The Uprising Slump
Apr 26, 2021
The Boston Uprising has always been a good Overwatch team. Owned by the Kraft Group, which owns the New England Patriots and other New England traditional sports teams, they were highly doubted with APEX and Contenders: Season 0 players like DPS Nam-joo “Striker” Kwon (Rox Orcas), Off Tank Lucas “NotE” Meissner (Toronto Esports) and Main Tank Young-jin “Gamsu” Noh (ConBox) from multiple different teams filling their roster. The staff wasn’t considered much better with Chris “HuK” Loranger leading the charge, a former Starcraft II player. Despite this, they were able to make their way to the Overwatch League (OWL) finals of Stage 3 in the 2018 inaugural season, being the first team to complete a perfect stage (1#, 10-0) due to the prevalence of the Dive in the meta (Winston, D.Va, Genji, Doomfist and Tracer with any support characters). After losing only to the New York Excelsior (#2, 9-1) in the finals of the stage. They ended that season in third place overall (26-14) with a playoff quarter-final finish, losing to the overall sixth place team, the Philadelphia Fusion (24-16). The Fusion would move on to lose in the finals to the London Spitfire. This was the high point of the Uprising as the following year’s season was not nearly as kind to them. It started out promising, The Uprising with the help of new Main Tank Cameron “Fusions” Bosworth, who had an impressive performance at that year’s Overwatch World Cup with the United Kingdom team (4th overall), and Support Minseok “AimGod” Kwon made it to the 2019 season Stage 1 playoffs (#6, 4-3). After being beaten in the quarter finals by the Vancouver Titans, who had just come off of a perfect stage (7-0) and went on to win the title match against San Francisco Shock (6#, 4-3).

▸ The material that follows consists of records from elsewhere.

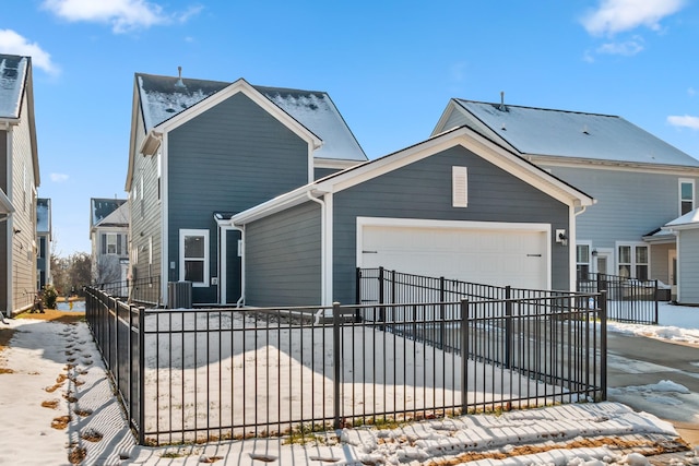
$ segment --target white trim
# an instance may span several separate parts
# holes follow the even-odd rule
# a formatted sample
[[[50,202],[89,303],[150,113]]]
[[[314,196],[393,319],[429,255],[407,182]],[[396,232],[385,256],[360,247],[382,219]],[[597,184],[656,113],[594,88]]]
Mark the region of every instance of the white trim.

This is where the slump began for the Uprising, as the 2019 season left them in 19th place overall out of 20 teams, with only 8 wins (#19, 8-20) and only the Florida Mayhem below them (#20, 6-22). This can be contributed to a multitude of reasons. Losing the teams head coach Dae-hee “Crusty” Park, and what many considered one of the best Tracer players in the world, Striker to the San Fransico Shock who went on to win the season playoff final (2# overall, 23-5, Pacific). The meta changing to favor GOATS (Three Tank, Three Support, with a Sombra variant) which the Uprising was notoriously bad at. This downward trend would continue in the 2020 season, where even with the GOATS meta being diluted with banned heroes and role lock, with the signing of a talented Support Sang-min “Myunb0ng” Seo, the Uprising would not make a playoff appearance ending at 20th overall (2-19).
Despite this, the slump looks to be slowing for the 2021 Overwatch Leauge season for the Boston Uprising. The new signing of DPS Terence “SoOn” Tarlier, Jin-ui “im37” Hong and Byeong-ju “Valentine” Kim’s gave the Boston Uprising a new leash on life at the Steelseries Invitational Tournament, where the Uprising (1-1) came in second overall, beating the Paris Eternal (4#, 0-1) and losing to the Los Angeles Gladiators (1#, 2-0). In the previous 2020 season, the Paris Eternal was 4th overall (4#, 19-6, North America). Will this upward trend continue? Maybe. It’s hard to tell due to the release of SoOn due to visa issues, and how integral he was to Boston’s performance in the tournament. IBM Watson predicted the Boston Uprising as 20th for the next year. But this performance does give some hope for their Week 2 debut on April 24th, 2021 in a rematch against the Gladiators.